Malgré les menaces de ce dernier ces derniers jours, et la tentative jusqu’à la dernière minute de la proviseure d’organiser l’examen alors que le lycée était occupé, de nombreux professeurs, lycéens, étudiants et gilets jaunes s’étaient rassemblés dès 7 h 30 du matin pour montrer leur opposition à ces réformes. Le ministre s’était vanté jeudi dernier sur RTL que "dans la grande majorité des établissements, les choses se présentent très bien".

Vers 9 heures, la proviseure, visiblement agacée, a dû annoncer le report des épreuves sous les hourras des lycéens. A la suite de son annonce, l’ensemble des personnes qui étaient entrées dans l’établissement l’ont quitté dans le calme. "On est les victimes de cette réforme", assurait un élève aux professeurs mobilisés devant l’une des salles. "Il n’y a pas d’équité, abondait un autre. Certains lycées ont obtenu un report de plusieurs semaines." Le lycée Jeanne d’Arc, situé juste en face, avait déjà procédé au report des épreuves du fait de l’opposition de ses professeurs, dont une partie s’est mise en grève pour ne pas participer à leur tenue, et des difficultés d’organisation.

Le recteur d’académie, Karim Benmiloud, a publié un communiqué à la suite de cette action dans lequel il qualifie la manifestation de "troubles". Il "déplore vivement que les élèves n’aient pas pu composer ce matin. Le rectorat soutient le lycée Blaise-Pascal pour que des suites soient données à ce grave incident", a-t-il ajouté.
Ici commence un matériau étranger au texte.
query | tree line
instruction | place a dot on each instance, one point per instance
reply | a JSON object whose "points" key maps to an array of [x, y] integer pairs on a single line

L’un des syndicalistes présents se réjouissait pourtant : "Si la proviseure avait voulu lancer un mouvement lycéen en maintenant les épreuves, elle ne s’y serait pas prise autrement." Effectivement, une assemblée générale improvisée devant le lycée a appelé à des actions et des blocages dans tous les lycées de la ville dès lundi matin. Jean-Claude, professeur retraité et ancien de Blaise-Pascal, s’amusait, les mains vides, à la sortie du lycée : "On me dit qu’on manipule les lycéens, mais ce sont eux qui m’ont demandé mes pancartes."